今日で、偶然櫻の好きな人を知ってしまってから5日後。
出来上がった保健通信の内容を養護教諭の先生に確認してもらい、印刷と配布をお願いするためにふたりで保健室に向かっていた。
窓からはほとんど花びらが散った桜の木が風に揺れている。
青々とした葉に、桜の終わりを感じる。
きっともうすぐ、淡いピンクの花びらはすべて落ちることだろう。
それをぼんやりと眺める私は黙りこんだままだと言うのに、櫻は気にせずぺらぺらと喋り続けている。

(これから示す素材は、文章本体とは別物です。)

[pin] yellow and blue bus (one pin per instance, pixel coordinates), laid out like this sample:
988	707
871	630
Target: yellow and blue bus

クラスメートのこと、先生のこと、さらには私になんの関わりもない学校に行く途中で見かけた猫のこと。
よくこれだけ話題が尽きないものだ。
「ねぇねぇ春ちゃん、これ出し終わったらふたりで放課後デートしよーか」
「……」
「え、拒絶もなし?
まさか俺の存在なかったことにしてる?」
そういうわけじゃないけど、うるさいんだもの。
聞くつもりがなくても耳につくし、話していなくても疲れる。
無視してたんたん、と階段を降りて行く。
ひどいなぁと言いつつこたえた様子のない櫻の精神はいったいどうなっているんだろう。